SCOTUS' “Nationwide Injunction” Decision Demonstrates a Distressing Passivity Toward’s Trump’s Assault on the Rule of Law
The Court seems uninterested in curbing excessive presidential power
I haven’t fully given up on the possibility that a majority on the Supreme Court has the will and mettle to save the rule of law in America from the authoritarian assault of the Trump Administration (that majority would be Justices Roberts, Sotomayor, Kagan, Kavanaugh, Barrett, and Jackson). But the Court’s extraordinarily obtuse decision last week barring lower courts from halting Trump’s executive order prohibiting birthright citizenship nationwide represents a severe blow to these hopes. The Court’s handling of this case suggests that it is showing up for the gunfight over the rule of law with a butter knife, and that is terribly distressing.
What Are Nationwide Injunctions?
For my non-lawyer readers, a bit of legal instruction is necessary to fully understand what is at stake in this case and why I believe the Court’s decision represents shameful timidity in light of what is transpiring in America during the first six months of Trump II.
On its face, this case is about the power of trial courts (known as “district courts” in the federal system) to block the federal government from implementing a policy while litigation challenging that policy is pending. The full litigation process can take years, so the core issue is whether a policy may be implemented by the government while the judiciary is assessing its legality or blocked (in legal parlance – “enjoined”) during this period.

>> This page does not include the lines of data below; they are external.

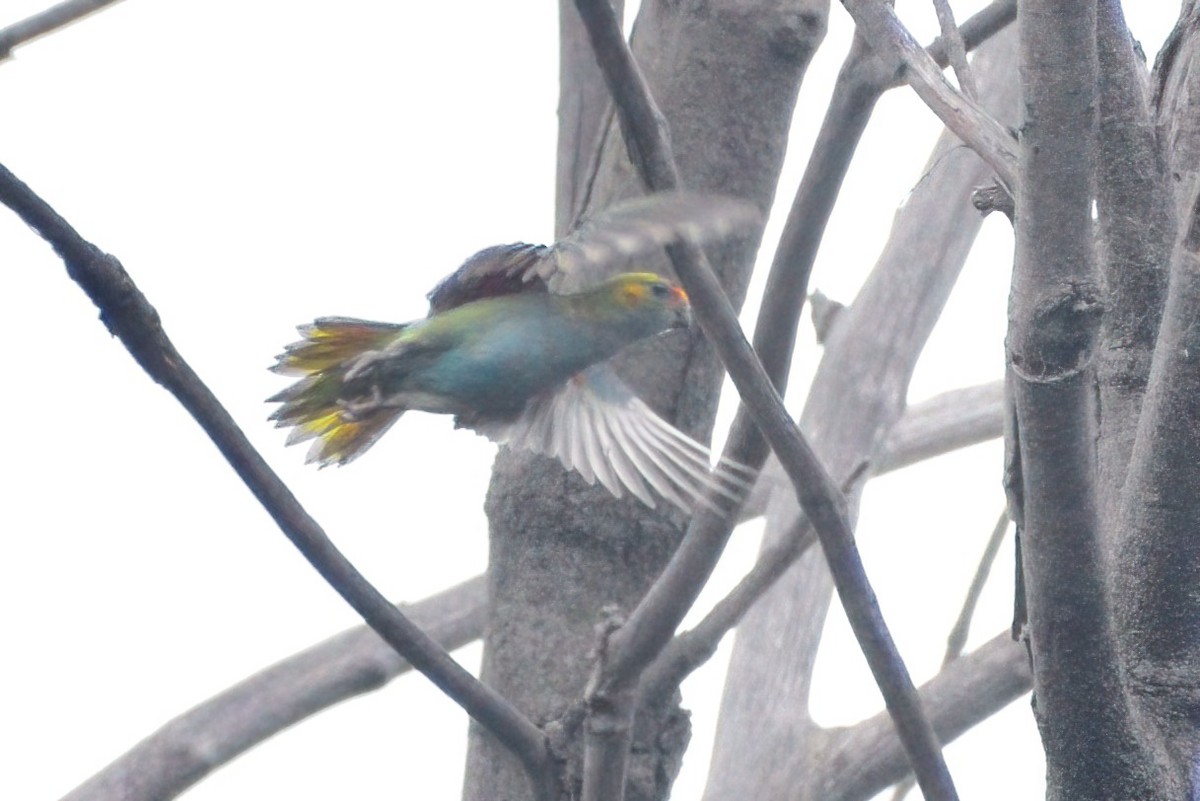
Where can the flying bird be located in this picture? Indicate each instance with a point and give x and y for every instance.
(516, 345)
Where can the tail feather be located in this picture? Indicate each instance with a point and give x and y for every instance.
(318, 405)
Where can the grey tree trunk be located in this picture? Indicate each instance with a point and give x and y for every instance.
(726, 76)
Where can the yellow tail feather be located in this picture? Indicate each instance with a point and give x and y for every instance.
(317, 405)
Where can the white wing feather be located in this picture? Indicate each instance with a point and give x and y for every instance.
(595, 426)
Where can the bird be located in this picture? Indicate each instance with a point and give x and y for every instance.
(516, 347)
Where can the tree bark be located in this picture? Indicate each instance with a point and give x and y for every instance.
(726, 76)
(876, 347)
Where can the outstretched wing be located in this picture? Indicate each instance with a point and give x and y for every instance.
(597, 426)
(598, 248)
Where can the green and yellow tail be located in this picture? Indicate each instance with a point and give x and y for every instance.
(317, 405)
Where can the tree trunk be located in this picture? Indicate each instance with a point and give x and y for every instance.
(726, 77)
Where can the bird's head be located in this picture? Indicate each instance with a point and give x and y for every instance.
(648, 302)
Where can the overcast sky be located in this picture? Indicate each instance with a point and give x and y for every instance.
(256, 164)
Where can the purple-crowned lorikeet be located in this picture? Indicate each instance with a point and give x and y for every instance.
(515, 347)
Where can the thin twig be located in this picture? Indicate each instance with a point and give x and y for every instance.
(46, 22)
(977, 29)
(961, 628)
(861, 760)
(633, 646)
(129, 315)
(358, 661)
(226, 726)
(883, 30)
(695, 646)
(958, 637)
(955, 48)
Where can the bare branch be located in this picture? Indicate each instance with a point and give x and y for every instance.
(955, 48)
(961, 628)
(883, 30)
(979, 28)
(857, 396)
(863, 759)
(1137, 227)
(633, 646)
(942, 423)
(129, 315)
(211, 734)
(46, 22)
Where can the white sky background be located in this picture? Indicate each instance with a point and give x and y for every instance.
(256, 164)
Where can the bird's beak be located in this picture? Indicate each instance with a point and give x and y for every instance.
(682, 317)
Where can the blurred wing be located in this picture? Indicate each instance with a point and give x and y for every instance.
(603, 245)
(597, 426)
(598, 248)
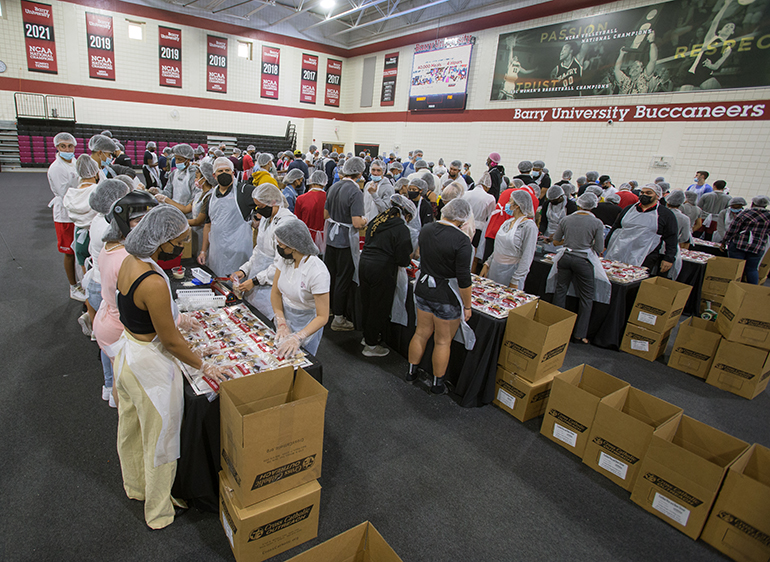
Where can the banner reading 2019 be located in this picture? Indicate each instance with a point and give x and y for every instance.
(666, 47)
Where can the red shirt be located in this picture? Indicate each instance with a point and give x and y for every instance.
(310, 209)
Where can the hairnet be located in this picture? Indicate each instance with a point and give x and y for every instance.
(554, 192)
(264, 159)
(318, 178)
(403, 203)
(105, 194)
(293, 175)
(588, 201)
(86, 166)
(675, 198)
(267, 194)
(100, 143)
(160, 225)
(294, 233)
(524, 201)
(222, 163)
(456, 210)
(353, 166)
(64, 137)
(183, 151)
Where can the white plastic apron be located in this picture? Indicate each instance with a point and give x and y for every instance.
(230, 236)
(636, 239)
(602, 285)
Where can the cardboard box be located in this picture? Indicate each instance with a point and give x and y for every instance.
(695, 347)
(536, 340)
(623, 427)
(575, 395)
(740, 369)
(522, 399)
(272, 427)
(362, 542)
(683, 471)
(644, 343)
(659, 304)
(739, 525)
(745, 315)
(720, 272)
(262, 530)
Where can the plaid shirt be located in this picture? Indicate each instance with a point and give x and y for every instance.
(749, 230)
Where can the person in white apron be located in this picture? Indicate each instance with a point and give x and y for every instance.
(443, 292)
(640, 229)
(515, 244)
(228, 243)
(148, 381)
(576, 268)
(344, 213)
(300, 291)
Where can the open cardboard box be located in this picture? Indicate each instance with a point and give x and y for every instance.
(575, 396)
(536, 340)
(695, 347)
(739, 524)
(659, 304)
(682, 472)
(622, 430)
(272, 427)
(362, 543)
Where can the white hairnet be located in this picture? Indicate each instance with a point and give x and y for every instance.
(86, 166)
(456, 210)
(160, 225)
(295, 234)
(64, 137)
(105, 194)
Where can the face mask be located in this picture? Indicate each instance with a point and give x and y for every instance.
(225, 180)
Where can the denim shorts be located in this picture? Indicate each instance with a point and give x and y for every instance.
(439, 310)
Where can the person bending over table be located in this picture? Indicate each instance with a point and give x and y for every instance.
(443, 291)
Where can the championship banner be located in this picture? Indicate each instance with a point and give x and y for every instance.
(170, 56)
(389, 73)
(101, 48)
(38, 35)
(665, 47)
(271, 64)
(216, 64)
(333, 78)
(309, 78)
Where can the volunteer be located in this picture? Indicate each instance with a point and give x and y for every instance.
(641, 230)
(62, 176)
(443, 292)
(577, 263)
(227, 244)
(300, 291)
(514, 244)
(147, 380)
(387, 248)
(255, 276)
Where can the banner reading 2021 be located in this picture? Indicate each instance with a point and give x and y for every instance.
(666, 47)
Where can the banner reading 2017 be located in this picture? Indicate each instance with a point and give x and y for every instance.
(216, 64)
(38, 36)
(101, 47)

There is no dispute that a federal district court may block a policy from going into effect by issuing what is known as a preliminary injunction. This type of order may be issued by a court if it finds that it is “likely” that the policy being challenged is illegal and that the plaintiffs in the case will likely experience an irreparable injury if the policy goes into effect. The wrinkle in the cases before the Supreme Court is that the lower court issued a preliminary injunction that barred the government from enforcing Trump’s birthright citizenship policy against not only the litigants in the case, but on a nationwide basis. The Trump Administration has protested that these sweeping injunctions, issued by individual judges, represent improper judicial interference with its power to implement its policy agenda. Nationwide injunctions were also used by litigants to block Obama- and Biden-era policies.
There are undoubtedly some problems with nationwide injunctions. Litigants intentionally file cases in districts where they believe they will be assigned a judge favorable to their case (a practice known as “forum shopping”). If the judge agrees with their position and enters a nationwide injunction, the litigants achieve a sweeping policy result based on only a quick hearing in court that can cause substantial impacts across the country. There are certainly good policy reasons to place limits on this practice.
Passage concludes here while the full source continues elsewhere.